At the end of each workshop, the participating Scouts took a survey, where 100 percent of these girls indicated that they learned what breast exams are from the workshop.
“It’s an important topic,” says Roe. “Girl Scouts has always been know for blazing the trail and making a change where there needs to be change. This patch program kind of starts that.

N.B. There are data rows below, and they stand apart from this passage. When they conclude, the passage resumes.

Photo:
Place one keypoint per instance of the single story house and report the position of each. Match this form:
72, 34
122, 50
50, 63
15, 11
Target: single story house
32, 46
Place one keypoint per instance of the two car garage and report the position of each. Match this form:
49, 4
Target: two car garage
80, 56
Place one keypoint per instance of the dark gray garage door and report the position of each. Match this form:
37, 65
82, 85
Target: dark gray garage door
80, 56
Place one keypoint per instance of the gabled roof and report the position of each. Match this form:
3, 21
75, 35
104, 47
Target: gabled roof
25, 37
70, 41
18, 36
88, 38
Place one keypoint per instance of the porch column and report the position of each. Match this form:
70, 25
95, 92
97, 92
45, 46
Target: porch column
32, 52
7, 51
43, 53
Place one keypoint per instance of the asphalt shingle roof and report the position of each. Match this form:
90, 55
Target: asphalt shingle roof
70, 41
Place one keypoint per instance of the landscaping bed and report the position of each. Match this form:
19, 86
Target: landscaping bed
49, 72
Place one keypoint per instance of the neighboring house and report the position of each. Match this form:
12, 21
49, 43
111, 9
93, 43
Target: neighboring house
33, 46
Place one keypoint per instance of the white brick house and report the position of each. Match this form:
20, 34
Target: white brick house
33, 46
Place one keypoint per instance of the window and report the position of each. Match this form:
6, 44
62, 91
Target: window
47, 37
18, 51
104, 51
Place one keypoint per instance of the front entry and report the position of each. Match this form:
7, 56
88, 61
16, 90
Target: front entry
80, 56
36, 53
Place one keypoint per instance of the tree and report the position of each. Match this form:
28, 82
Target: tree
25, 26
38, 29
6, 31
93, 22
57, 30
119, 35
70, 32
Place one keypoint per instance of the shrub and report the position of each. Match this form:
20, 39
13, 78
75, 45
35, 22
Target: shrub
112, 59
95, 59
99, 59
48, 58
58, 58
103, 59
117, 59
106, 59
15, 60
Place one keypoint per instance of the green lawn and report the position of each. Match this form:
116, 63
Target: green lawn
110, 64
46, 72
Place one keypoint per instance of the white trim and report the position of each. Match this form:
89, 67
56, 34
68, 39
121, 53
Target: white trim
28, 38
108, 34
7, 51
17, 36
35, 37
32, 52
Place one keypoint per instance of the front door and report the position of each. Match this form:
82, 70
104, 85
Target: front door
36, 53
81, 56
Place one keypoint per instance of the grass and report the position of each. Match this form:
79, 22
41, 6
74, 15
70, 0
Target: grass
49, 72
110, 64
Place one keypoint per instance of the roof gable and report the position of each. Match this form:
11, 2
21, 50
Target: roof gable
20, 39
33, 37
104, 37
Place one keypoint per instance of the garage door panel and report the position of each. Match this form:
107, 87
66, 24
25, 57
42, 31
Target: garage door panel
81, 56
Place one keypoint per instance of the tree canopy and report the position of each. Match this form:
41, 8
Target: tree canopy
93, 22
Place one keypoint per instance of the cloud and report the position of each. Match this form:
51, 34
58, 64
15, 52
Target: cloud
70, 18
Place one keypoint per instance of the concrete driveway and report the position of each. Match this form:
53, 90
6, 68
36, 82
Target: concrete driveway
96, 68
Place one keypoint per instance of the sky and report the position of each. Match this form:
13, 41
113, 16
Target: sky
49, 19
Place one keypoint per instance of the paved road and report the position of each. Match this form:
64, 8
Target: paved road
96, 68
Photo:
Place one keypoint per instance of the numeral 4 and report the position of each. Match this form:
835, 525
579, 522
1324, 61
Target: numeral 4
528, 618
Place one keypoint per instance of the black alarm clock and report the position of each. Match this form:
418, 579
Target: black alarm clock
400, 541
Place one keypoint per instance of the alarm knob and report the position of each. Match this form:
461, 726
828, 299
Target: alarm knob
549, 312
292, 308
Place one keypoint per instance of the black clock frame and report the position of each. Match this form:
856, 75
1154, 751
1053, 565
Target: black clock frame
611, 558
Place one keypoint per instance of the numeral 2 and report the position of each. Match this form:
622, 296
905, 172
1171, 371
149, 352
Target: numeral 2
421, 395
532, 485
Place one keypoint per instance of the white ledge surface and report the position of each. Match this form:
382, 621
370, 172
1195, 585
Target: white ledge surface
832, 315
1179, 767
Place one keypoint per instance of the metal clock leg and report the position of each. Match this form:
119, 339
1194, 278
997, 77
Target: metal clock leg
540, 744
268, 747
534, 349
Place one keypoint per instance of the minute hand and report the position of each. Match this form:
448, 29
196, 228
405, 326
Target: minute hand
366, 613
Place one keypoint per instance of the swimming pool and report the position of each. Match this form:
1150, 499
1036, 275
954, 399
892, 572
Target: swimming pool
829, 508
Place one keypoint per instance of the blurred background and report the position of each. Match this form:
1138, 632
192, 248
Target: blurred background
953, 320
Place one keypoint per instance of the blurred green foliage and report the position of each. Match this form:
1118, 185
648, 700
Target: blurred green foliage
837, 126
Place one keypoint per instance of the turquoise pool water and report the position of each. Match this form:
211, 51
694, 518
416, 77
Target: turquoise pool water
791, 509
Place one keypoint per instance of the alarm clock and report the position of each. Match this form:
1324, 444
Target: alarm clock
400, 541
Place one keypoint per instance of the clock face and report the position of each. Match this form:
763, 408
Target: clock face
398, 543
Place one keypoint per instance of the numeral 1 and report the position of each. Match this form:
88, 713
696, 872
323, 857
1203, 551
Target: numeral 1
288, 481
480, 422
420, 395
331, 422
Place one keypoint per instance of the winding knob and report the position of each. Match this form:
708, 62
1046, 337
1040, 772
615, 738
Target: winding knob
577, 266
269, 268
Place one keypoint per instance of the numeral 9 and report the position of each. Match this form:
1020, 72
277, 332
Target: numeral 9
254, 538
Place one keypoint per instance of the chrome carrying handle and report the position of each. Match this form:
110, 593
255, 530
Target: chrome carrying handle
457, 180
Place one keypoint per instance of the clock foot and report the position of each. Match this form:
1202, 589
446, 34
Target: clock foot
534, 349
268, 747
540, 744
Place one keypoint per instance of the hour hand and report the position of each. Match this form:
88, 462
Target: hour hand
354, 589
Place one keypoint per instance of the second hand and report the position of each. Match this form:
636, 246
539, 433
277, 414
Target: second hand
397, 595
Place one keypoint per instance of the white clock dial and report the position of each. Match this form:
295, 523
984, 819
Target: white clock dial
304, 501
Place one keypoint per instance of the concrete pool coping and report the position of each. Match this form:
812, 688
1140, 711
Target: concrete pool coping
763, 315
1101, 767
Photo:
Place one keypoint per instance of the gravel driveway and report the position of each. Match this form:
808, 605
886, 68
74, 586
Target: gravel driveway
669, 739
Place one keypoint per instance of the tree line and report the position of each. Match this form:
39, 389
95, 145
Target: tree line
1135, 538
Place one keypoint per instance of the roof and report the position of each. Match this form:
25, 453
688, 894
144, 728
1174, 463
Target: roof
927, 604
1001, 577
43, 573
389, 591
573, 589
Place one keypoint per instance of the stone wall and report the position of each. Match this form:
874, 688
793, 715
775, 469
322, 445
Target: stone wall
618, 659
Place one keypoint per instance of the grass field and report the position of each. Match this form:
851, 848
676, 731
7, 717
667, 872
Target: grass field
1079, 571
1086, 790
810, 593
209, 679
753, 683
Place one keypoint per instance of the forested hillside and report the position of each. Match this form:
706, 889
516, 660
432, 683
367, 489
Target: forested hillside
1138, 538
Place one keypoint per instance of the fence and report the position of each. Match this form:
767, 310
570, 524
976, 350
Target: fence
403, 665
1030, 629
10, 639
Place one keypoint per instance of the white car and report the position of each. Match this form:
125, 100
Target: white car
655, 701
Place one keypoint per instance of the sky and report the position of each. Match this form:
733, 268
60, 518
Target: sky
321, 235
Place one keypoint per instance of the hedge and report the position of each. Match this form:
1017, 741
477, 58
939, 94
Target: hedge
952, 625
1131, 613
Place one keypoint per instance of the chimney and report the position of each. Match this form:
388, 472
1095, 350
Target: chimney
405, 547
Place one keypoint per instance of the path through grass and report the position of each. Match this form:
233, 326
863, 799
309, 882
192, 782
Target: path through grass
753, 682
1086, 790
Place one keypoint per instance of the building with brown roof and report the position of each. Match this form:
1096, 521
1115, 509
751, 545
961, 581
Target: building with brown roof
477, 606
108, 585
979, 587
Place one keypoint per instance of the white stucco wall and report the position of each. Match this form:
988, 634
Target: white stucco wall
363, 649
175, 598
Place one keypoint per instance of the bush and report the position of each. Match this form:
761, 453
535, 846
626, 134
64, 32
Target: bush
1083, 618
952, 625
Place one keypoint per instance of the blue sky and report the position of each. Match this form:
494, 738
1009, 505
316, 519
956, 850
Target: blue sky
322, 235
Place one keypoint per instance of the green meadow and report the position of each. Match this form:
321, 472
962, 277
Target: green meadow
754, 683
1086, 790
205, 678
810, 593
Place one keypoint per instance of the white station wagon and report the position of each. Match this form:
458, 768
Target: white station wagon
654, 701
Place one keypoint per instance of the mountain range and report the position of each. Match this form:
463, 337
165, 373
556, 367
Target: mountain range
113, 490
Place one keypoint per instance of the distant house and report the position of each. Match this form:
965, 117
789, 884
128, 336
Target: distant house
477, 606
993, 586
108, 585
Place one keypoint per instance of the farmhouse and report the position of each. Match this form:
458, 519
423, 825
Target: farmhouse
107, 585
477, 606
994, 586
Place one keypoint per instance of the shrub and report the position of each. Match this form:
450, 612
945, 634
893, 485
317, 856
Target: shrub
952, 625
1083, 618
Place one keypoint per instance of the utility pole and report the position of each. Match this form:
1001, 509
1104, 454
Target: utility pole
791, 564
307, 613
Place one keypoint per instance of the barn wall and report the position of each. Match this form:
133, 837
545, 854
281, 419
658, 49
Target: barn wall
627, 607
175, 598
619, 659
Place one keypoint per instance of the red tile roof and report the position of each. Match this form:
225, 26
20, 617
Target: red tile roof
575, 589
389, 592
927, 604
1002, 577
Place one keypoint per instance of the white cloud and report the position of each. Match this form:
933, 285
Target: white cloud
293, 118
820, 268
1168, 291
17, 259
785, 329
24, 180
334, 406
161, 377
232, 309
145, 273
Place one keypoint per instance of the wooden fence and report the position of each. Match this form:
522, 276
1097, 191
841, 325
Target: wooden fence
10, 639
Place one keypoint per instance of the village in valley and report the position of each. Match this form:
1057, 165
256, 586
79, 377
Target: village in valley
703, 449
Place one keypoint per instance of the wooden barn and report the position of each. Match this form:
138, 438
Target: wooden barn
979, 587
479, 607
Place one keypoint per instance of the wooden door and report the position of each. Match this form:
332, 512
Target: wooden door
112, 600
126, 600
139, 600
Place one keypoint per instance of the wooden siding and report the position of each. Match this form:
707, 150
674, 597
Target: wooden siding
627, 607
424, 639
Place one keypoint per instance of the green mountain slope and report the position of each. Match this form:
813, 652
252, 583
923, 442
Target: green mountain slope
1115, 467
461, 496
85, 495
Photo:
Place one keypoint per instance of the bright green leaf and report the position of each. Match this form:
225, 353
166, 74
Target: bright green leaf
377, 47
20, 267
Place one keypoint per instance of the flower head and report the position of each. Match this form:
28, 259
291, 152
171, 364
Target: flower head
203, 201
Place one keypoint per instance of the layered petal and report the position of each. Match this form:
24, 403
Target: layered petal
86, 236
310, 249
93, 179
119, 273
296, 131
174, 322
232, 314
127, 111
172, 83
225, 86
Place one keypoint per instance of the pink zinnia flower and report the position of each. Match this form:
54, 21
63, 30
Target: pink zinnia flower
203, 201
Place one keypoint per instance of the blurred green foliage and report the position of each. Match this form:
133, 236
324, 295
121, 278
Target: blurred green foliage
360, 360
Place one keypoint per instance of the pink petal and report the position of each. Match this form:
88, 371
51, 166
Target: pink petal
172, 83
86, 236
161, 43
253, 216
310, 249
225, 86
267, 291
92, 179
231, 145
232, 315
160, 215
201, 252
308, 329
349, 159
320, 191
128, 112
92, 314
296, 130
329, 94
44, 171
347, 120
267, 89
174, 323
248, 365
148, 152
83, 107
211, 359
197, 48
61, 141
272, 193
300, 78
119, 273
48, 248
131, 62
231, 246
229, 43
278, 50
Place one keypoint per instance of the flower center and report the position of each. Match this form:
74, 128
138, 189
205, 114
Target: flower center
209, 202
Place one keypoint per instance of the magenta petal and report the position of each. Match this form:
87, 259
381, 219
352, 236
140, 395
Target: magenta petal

It blazes the trail for Girl Scouts in the future.”
A brochure made by Keely Roe as part of her Gold Award project.
She also created two different brochures about benign conditions and self-exams with the help of Parkview Health and the Kosciusko County Cancer Coalition, which were distributed to area schools and colleges.
While her own experience was scary, Roe says working on her Gold Award Project has given her a chance to reflect on what she went through, and how she can use it to help others.
A brochure made by Keely Roe as part of her Gold Award project.
“It’s taboo,” says Roe. “It’s not supposed to happen. It was hard to tell girls my age about this stuff. It was hard to talk about it in a candid way. It’s embarrassing and that’s what makes it even worse. I felt bad about it but what about someone else? How can I help them know about it and not feel bad about it? Doing this project helped me reflect on my feelings toward it and I helped redirect those negative feelings into a project that helps others.”
She says this project, and working closely with her surgeon, have solidified her career choice. She'll be studying premed at Butler University this fall.